On 12 September the British landed approximately 5000 soldiers and sailors at North Point, launching a landside attack on Baltimore’s eastern defenses. While the British assault succeeded in rolling back the city’s defenders, it failed to breach the main American lines. It also resulted in the death of Cochrane’s second-in-command, Major General Robert Ross. To aid his stalled land forces, Cochrane ordered a bombardment of Fort McHenry on the morning of the 13th. For twenty-four hours the American garrison withstood the bombs and rockets hurled at them from enemy vessels lying off the fort. The stout Yankee resistance displayed by McHenry’s soldiers and sailors ultimately compelled Cochrane to abandon his attack on Baltimore.

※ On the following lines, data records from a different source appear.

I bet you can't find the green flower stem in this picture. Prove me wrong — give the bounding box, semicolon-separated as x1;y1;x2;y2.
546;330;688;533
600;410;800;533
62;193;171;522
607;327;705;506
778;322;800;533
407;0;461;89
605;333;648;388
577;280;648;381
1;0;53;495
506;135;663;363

Francis Scott Key, a young D.C. lawyer and amateur poet who witnessed the bombardment from the vantage point of the British fleet, was so inspired by Fort McHenry’s resolute defense that he composed a poem to honor its gallant defenders. This poem, set to the English tune “Anacreon in Heaven,” was soon published in sheet music form as “The Star Spangled Banner.” The Star Spangled Banner gained steady popularity as a patriotic tune in the nineteenth century. It became our nation’s national anthem on 3 March 1931.